Developed by Carnegie Mellon University, a new AI called Libratus won the “Brains Vs. Artificial Intelligence” tournament against four poker pros by $1,766,250 in chips over 120,000 hands (games). Researchers can now say that the victory margin was large enough to count as a statistically significant win, meaning that they could be at least 99.7 percent sure that the AI victory was not due to chance.
The four human poker pros who participated in the recent tournament spent many extra hours each day on trying to puzzle out Libratus. They teamed up at the start of the tournament with a collective plan of each trying different ranges of bet sizes to probe for weaknesses in the Libratus AI’s strategy that they could exploit. During each night of the tournament, they gathered together back in their hotel rooms to analyze the day’s worth of plays and talk strategy.
The AI took a lead that was never lost. It see-sawed close to even mid-week and even shrunk to $50,000 on the 6th day. But on the 7th day ‘the wheels came off’. By the end, Jimmy Chou, became convinced that Libratus had tailored its strategy to each individual player. Dong Kim, who performed the best among the four by only losing $85,649 in chips to Libratus, believed that the humans were playing slightly different versions of the AI each day.
After Kim finished playing on the final day, he helped answer some questions for online viewers watching the poker tournament through the live-streaming service Twitch. He congratulated the Carnegie Mellon researchers on a “decisive victory.” But when asked about what went well for the poker pros, he hesitated: “I think what went well was… shit. It’s hard to say. We took such a beating.”
The victory demonstrates the AI has likely surpassed the best humans at doing strategic reasoning in “imperfect information” games such as poker. But more than that, Libratus algorithms can take the “rules” of any imperfect-information game or scenario and then come up with its own strategy.

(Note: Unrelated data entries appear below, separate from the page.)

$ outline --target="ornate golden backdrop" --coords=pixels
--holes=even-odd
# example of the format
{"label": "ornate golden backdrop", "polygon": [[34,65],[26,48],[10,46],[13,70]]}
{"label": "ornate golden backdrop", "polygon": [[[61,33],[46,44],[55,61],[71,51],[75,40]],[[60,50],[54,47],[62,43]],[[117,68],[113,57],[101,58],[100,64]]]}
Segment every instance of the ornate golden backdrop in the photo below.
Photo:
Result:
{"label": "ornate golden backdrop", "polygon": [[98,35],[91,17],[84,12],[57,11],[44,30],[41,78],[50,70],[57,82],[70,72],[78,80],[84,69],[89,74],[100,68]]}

For example, the Carnegie Mellon team hopes its AI could design drugs to counter viruses that evolve resistance to certain treatments, or perform automated business negotiations. It could also power applications in cybersecurity, military robotic systems or finance.

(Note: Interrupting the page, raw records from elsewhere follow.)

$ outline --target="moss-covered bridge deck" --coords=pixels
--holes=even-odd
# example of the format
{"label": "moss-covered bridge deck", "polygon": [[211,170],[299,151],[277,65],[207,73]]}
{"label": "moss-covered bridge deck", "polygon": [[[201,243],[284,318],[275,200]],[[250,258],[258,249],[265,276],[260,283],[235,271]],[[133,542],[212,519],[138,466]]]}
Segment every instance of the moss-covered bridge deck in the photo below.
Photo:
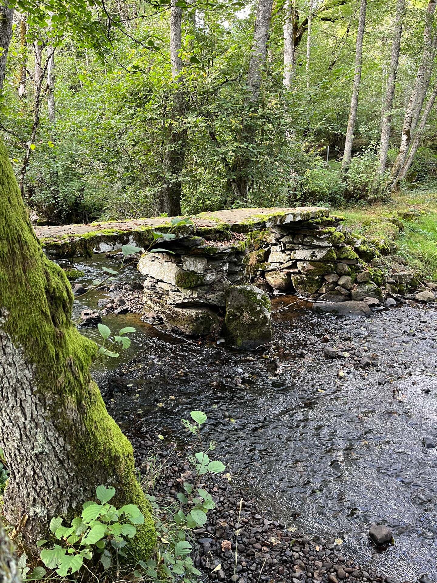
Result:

Jan Krissler, known in hacker circles as Starbug, was already known for his high-profile stunt of cracking Apple TouchID sensors within 24 hours of the iPhone 5S release. In this case, he used several easily taken close-range photos of German defense minister Ursula von der Leyen, including one gleaned from a press release issued by her own office and another he took himself from three meters away, to reverse-engineer her fingerprint and pass biometric scans.

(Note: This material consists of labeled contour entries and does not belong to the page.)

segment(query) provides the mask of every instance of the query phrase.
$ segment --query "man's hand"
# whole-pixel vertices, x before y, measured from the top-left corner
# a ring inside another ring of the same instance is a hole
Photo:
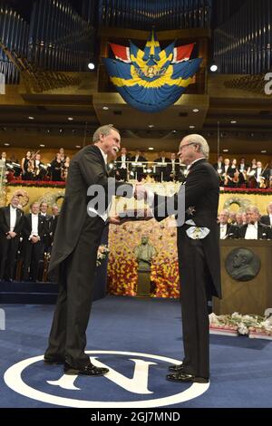
[[[121,225],[121,218],[119,215],[109,217],[109,223],[112,225]]]
[[[121,223],[131,220],[150,220],[153,218],[153,213],[151,208],[128,209],[119,213]]]

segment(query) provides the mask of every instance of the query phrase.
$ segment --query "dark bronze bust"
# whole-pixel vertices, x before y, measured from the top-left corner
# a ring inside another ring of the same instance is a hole
[[[228,255],[225,266],[233,279],[250,281],[258,274],[260,260],[248,248],[236,248]]]

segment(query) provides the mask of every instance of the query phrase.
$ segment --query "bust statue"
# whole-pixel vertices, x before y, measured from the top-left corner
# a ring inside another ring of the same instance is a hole
[[[138,262],[138,271],[151,271],[151,262],[157,255],[157,250],[149,242],[149,237],[142,236],[141,244],[134,248],[134,255]]]

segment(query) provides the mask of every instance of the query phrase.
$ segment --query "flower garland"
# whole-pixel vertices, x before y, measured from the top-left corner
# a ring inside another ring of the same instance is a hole
[[[233,331],[237,334],[248,335],[249,337],[254,334],[261,336],[271,336],[272,339],[272,315],[260,316],[260,315],[242,315],[238,312],[232,315],[216,315],[210,314],[209,329],[217,331]]]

The same conference also demonstrated a “corneal keylogger”. The idea behind the attack is simple. A hacker may have access to a user’s phone camera, but not anything else. How to go from there to stealing all their passwords?
One way, demonstrated on stage, is to read what they’re typing by analyzing photographs of the reflections in their eyes. Smartphone cameras, even front-facing ones, are now high-resolution enough that such an attack is possible.
“Biometrics are not secrets… Ideally, they’re unique to each individual, but that’s not the same thing as being a secret.”
PIX is a performance tuning and debugging tool for game developers – that hadn’t been updated in years for the desktop. It survived on in three generations of Xbox consoles, but there was no desktop love. No longer! Microsoft just announced PIX beta is now available for analyzing DirectX 12 games on Windows.
PIX on Windows provides five main modes of operation:
GPU captures for debugging and analyzing the performance of Direct3D 12 graphics rendering.
Timing captures for understanding the performance and threading of all CPU and GPU work carried out by your game.
Function Summary captures accumulate information about how long each function runs for and how often each is called.
Callgraph captures trace the execution of a single function.
Memory Allocation captures provide insight into the memory allocations made by your game.
Ever want to see what is really going on inside a combustion engine like your car? Warped Perception built a custom transparent acrylic head for a four-stroke engine so we can see what internal combustion looks like as it happens. He fed the engine with different types of fuel then captured the results in slow-motion.
Computer vision algorithms have the ability to track and discern individual objects with incredible precision. Check out this footage from Støj, using YOLO object detection tech to identify, isolate, and even censor objects and people in The Wolf of Wall Street trailer.
John Edmark‘s sculptures wiggle and twist before your eyes. It’s hard to believe that what you’re seeing is a real physical object—but we assure you it is, with a bit of trick photography and some heady mathematics thrown in for good measure. Blooms 2 (a year in the making) is the latest collection of wild strobe-animated sculptures that begin life as computer programs written in Python before being 3D printed and set in motion on a table, but the patterns you see are created, in a sense, by nature itself.